Is the increase in winter load taken into account when considering heat pumps?
The load forecast, limited to the residential class forecast, does include the impacts of the existing stock and incremental heat pump conversions as applicable.
The solar-only ELCC chart showed that it is not very effective at meeting net peak load, but solar + storage is, which makes sense. Does that mean that the solar-only ELCC curve will be dramatically lower than the solar accreditation curve outlined in the last IRP? I recall the next marginal solar project (without storage) would have an approximate 45% capacity value, then the next one just a few percentage points lower, etc. Sounds like that curve is now blown up to very low values?

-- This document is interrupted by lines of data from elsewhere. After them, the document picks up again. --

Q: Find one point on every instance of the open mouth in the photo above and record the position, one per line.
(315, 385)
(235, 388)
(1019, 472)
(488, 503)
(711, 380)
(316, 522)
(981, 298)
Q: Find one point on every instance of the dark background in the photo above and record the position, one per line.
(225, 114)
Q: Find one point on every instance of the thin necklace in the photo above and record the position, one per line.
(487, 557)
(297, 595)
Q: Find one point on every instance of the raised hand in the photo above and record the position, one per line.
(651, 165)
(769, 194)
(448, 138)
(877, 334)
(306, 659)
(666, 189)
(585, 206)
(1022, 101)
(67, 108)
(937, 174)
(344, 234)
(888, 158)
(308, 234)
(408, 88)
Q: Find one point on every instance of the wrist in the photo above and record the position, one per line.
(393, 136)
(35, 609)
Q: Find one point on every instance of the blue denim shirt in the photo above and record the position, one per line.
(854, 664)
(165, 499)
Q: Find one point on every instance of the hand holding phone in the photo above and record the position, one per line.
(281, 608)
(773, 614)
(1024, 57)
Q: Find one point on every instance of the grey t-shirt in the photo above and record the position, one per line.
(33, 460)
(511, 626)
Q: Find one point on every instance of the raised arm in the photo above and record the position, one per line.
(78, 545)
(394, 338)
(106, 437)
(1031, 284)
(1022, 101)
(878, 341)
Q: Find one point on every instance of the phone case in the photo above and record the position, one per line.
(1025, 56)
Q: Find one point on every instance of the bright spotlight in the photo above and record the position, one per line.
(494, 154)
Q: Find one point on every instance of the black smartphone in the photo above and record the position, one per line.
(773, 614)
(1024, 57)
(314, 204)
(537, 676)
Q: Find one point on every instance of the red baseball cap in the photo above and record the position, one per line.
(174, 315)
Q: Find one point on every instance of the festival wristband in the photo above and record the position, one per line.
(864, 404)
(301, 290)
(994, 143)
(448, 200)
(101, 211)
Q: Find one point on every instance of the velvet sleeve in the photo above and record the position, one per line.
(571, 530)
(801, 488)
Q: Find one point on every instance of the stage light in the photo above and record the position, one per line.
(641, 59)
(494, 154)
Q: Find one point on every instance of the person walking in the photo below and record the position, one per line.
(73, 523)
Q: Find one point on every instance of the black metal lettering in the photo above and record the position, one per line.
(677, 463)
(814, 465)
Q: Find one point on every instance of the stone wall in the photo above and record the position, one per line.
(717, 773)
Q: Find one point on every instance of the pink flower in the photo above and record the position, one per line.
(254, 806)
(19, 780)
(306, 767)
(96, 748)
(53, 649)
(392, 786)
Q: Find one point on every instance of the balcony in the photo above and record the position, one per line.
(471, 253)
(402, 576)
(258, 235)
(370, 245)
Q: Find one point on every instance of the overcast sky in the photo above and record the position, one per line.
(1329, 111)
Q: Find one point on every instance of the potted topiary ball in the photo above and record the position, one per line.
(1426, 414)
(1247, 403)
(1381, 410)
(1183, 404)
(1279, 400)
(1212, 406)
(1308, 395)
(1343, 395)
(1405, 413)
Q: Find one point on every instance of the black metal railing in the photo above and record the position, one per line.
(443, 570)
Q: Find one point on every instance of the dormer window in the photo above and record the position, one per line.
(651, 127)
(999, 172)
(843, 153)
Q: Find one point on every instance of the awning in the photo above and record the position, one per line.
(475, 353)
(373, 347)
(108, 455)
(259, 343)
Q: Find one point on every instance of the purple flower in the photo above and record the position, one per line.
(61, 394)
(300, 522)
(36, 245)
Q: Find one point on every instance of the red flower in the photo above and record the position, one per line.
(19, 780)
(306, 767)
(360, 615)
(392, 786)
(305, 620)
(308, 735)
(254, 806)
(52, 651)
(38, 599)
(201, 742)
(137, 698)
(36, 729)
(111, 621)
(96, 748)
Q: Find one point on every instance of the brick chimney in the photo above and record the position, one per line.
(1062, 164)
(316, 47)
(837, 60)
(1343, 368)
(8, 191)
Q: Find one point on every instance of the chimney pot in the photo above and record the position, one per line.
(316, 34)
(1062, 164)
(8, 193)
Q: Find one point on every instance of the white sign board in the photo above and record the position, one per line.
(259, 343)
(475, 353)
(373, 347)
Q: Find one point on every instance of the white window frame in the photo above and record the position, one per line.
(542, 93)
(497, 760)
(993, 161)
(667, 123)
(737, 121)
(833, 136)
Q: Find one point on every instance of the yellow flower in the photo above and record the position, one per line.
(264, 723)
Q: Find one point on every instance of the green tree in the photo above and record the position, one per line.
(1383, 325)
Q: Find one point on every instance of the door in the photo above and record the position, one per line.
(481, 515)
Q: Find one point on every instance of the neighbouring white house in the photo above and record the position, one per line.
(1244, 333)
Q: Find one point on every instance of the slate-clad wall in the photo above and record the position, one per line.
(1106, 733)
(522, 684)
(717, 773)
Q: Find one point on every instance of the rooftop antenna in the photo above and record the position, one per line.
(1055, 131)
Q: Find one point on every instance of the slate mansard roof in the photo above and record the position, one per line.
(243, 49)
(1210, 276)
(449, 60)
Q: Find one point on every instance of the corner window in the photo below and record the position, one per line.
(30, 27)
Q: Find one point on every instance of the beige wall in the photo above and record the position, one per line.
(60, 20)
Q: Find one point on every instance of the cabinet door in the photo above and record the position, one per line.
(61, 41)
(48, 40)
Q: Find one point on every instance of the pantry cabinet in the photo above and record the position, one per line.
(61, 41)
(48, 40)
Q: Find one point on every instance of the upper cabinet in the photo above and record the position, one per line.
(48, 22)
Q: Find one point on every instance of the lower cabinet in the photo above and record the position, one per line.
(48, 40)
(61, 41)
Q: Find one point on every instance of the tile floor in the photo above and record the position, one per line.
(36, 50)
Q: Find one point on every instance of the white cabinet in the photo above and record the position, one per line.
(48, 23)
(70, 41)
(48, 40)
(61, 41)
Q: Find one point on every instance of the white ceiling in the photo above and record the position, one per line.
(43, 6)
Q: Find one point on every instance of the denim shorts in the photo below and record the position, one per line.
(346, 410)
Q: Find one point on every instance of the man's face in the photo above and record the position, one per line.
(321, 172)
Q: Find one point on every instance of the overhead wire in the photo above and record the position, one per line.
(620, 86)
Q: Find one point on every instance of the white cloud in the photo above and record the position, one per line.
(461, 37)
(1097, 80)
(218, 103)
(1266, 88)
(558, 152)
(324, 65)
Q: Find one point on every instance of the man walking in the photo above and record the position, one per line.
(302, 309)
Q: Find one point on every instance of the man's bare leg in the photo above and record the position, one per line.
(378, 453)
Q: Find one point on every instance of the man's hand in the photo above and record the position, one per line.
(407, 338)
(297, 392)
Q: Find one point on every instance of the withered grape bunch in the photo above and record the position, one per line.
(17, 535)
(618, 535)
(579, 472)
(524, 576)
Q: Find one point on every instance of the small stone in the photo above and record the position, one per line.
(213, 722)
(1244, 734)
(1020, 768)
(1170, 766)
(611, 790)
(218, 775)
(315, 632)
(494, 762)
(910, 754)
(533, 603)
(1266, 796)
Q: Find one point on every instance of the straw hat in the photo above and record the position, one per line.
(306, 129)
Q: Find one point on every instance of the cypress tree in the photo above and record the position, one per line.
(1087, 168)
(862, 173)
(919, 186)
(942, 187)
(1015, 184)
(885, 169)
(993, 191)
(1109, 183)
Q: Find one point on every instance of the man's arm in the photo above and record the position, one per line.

That is correct. Stand-alone solar is reducing summer peak demand during daylight hours to an extent where, in the near future, net peak demand will occur at a later time when solar generation is not available. Solar-only ELCC will be low for this reason.
There’s a body of evidence demonstrating that well-designed Time-of-Use rate design change usage patterns and reduce peak loads. How is that option being evaluated within the IRP process?
The company has committed to conduct a comprehensive review of its Demand Response (DR) programs (including DR program timing, parameters, and pricing changes) concurrent with the 2021 IRP process. The Company will engage with Staff and interested stakeholders throughout the evaluation and agrees that an evaluation of a behavioral-type DR program, such as a critical peak pricing program, should be included in that review of potential DR-program modifications/enhancements.